A simple measurement in CQ -> CQ target for measurement mapping should suffice and be O(1)
for queries looking for CQ targets of a measurement, though not sure how memory intensive that will be on large datasets.
Just to make sure I clarify, everything I said is currently brainstorming of what I would like to see and discussing the feature. I'll admit that my current ideas are a bit lofty so while we'll try our best, there are no guarantees that everything I say will be the end result of what we do.
My idea for gaps in the CQ-filled data was partially related to the hot/cold shard idea. A hot shard will end up being defined per-CQ rather than just the shard being hot or cold. So for a specific CQ mapping, the shard is hot if the shard has been written to more recently than the CQ has run. We might also want to have a cool off period so we aren't switching between hot or cold and to also allow the CQ to not be running constantly. It would likely not be feasible to have the CQ running constantly on shards that are currently under heavy write load anyway. An in-memory buffer would work better if we want to do those anyway.
Under that idea, that means that old shards (which we presume wouldn't be actively written to) would commonly have the CQ for the entire interval run and then have the data written by the CQ be queried instead. If you then write some historical data, the shard may become hot again and it would query the actual shard rather than the retention policy written to by the CQ. That is, until the CQ could be run again. We don't want to be too aggressive in running CQs because it is reasonable to believe that a person writing data to one shard may write more data to that shard shortly.

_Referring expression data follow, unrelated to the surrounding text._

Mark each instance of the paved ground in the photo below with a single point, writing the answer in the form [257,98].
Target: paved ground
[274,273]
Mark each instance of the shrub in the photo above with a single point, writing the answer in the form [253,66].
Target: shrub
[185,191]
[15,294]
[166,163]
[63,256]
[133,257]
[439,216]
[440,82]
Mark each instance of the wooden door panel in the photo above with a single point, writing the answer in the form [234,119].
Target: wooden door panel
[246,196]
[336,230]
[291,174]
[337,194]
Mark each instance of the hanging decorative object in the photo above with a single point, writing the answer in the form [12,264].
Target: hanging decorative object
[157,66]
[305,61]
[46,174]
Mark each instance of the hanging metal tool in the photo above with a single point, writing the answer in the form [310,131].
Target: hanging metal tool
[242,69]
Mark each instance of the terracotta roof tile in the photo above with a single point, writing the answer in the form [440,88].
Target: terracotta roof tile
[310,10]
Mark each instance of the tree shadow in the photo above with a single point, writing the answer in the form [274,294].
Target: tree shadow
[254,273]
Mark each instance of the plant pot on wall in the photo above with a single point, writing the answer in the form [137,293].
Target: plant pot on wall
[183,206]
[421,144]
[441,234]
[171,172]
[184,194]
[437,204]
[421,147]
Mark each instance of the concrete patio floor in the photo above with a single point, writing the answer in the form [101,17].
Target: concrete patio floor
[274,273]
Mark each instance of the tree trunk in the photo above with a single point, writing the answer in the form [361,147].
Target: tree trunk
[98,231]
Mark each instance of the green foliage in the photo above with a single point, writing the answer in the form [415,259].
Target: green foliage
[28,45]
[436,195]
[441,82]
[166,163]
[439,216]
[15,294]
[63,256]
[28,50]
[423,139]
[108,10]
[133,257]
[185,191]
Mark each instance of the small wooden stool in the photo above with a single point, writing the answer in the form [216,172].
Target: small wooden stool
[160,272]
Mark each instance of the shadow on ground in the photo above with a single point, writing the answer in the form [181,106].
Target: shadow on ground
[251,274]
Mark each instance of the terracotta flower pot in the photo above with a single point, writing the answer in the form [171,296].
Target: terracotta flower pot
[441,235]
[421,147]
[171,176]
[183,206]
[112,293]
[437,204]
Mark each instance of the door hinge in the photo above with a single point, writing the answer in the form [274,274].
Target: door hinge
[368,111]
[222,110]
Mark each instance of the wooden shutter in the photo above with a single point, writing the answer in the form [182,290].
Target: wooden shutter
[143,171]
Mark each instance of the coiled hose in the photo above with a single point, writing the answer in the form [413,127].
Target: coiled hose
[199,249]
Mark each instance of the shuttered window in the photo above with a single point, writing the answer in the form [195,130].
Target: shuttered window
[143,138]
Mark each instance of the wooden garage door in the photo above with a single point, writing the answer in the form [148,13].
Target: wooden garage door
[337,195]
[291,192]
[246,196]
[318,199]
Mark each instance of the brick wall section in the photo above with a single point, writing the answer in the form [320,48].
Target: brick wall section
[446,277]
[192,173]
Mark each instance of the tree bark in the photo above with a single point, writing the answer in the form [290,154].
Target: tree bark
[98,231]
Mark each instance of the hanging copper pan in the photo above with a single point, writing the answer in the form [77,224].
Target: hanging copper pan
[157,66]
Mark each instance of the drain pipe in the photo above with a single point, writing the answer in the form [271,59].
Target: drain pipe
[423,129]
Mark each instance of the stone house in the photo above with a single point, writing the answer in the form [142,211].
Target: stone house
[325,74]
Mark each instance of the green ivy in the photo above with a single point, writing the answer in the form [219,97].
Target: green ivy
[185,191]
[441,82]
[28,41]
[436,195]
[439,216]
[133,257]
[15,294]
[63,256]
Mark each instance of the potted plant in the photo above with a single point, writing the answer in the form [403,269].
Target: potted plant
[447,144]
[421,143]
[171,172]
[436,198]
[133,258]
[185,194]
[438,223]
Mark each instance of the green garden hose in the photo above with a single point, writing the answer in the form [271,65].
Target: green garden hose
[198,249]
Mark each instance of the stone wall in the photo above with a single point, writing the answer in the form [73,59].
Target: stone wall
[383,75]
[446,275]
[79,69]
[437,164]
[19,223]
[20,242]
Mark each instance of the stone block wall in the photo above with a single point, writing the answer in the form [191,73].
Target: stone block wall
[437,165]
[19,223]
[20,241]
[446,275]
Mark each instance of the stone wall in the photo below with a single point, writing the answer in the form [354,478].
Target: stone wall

I don't think the index will be too big of a deal personally. It's just necessary to say that it will probably be needed. A lot of what I'm writing are also personal notes for myself.
Isn't this the most basic and most important feature of a metrics database? I was looking at influxdb and i'm shocked that this is not part of release candidate 0.0.1. Honestly this is what rrdtool has been used for forever and if I just wanted to store all the metrics individually without roll-ups, I'd just write them to flat files.
Really hoping InfluxDB decides to prioritize this feature.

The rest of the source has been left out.